Ray Grady, a veteran CloudCraze executive who is now senior vice president and general manager of B2B e-commerce at Salesforce, says being part of Salesforce extends the range of B2B features directly available to CloudCraze clients. Such features include direct integration between CloudCraze self-service e-commerce and the Salesforce configure-price-quote, or CPQ, system that lets companies custom configure and get the price of complex products.

On the conference call with analysts, Salesforce gave a revenue forecast that topped analysts’ estimates, signaling the company’s expensive efforts to expand its software products and customer base may be paying off.


Sales will be as much as $3.23 billion in the current period—which is the second quarter ending July 31—the San Francisco-based company said Tuesday in a statement. Analysts on average projected $3.1 billion, according to data compiled by Bloomberg. The company also raised its full-year revenue forecast. Shares climbed about 4% on the report.

For the first fiscal quarter ended April 30, Salesforce said revenue increased 25% to $3.01 billion. The company has promoted its expanding product portfolio to a bevy of new large and foreign clients in a bid to rival Oracle and Microsoft Corp. Salesforce has also spent rapidly on its international expansion, pledging to invest $2.2 billion in its French business and $2 billion in its Canadian operations over the next five years.

The stock closed Tuesday at $126.88 in New York and has gained 24% this year.

Salesforce expects its MuleSoft acquisition to add $315 million to revenue through the end of the fiscal year, after accounting for its purchase. MuleSoft might help boost profit beyond this fiscal year, though in the current quarter “we’re taking on the cost of the acquisition and integration,” said Keith Block, chief operating officer.

Profit, excluding certain items, was 74 cents a share in the first quarter compared with the average analyst estimate of 45 cents. The company forecast adjusted earnings of 46 cents to 47 cents a share in the current quarter—short of analyst projections of 52 cents.


Billings, or deferred revenue, jumped 25% to $6.2 billion in the quarter ended April 30. That compared with an average estimate of a 12% increase from six analysts surveyed by Bloomberg. Salesforce has stopped releasing future billings projections.

Revenue from the Salesforce Platform, the system that allows companies to build custom applications to track industry-specific workflows, gained 36% to $575 million in the quarter. The marketing and e-commerce business, which rivals Adobe’s Experience Cloud, increased 41% to $422 million. Revenue from Salesforce’s flagship tool for managing customer relationships rose 16% to $965 million.
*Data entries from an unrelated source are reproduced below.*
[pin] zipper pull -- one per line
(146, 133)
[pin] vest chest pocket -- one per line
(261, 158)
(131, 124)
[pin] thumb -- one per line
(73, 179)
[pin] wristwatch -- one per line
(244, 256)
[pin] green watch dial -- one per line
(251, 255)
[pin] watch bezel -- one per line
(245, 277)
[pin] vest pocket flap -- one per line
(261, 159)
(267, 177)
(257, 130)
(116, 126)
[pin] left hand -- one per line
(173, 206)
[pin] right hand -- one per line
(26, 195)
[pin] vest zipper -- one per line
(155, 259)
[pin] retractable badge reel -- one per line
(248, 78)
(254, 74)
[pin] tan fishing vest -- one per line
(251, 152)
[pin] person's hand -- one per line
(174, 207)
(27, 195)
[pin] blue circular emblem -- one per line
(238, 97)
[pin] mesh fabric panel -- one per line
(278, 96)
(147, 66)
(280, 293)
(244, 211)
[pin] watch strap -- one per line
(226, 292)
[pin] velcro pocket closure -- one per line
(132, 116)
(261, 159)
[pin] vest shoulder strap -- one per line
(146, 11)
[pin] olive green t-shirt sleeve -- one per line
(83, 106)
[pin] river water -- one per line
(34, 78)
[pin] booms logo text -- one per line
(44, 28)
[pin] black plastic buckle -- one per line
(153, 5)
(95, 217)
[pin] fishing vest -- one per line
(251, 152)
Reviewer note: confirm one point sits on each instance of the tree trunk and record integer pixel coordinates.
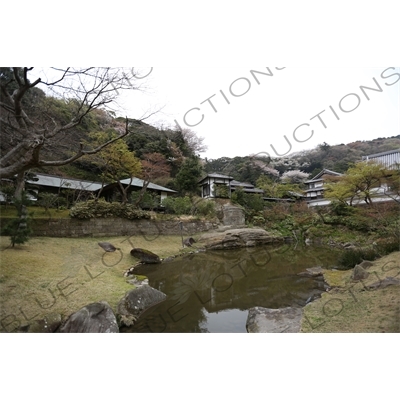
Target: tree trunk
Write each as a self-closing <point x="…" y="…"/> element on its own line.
<point x="142" y="193"/>
<point x="22" y="211"/>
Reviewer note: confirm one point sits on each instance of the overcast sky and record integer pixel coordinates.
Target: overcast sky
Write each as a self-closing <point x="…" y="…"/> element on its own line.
<point x="255" y="111"/>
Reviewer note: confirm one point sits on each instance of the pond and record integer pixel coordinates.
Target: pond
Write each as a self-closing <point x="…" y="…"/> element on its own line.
<point x="213" y="291"/>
“The company continues to land larger, multi-cloud deals, which should help support upside to current estimates,’’ Bhavan Suri and Sarah Shizas, analysts at William Blair & Co., wrote in a note before the earnings release. Salesforce has gained traction in health care, financial services and government industries, they added.

Salesforce dominates the market for customer-relationship software. The company had 19.6% of the market in 2017, according to industry research firm IDC. Oracle was No. 2 with 7.1%, and SAP SE had 6.5%. Microsoft and Adobe rounded out the top five.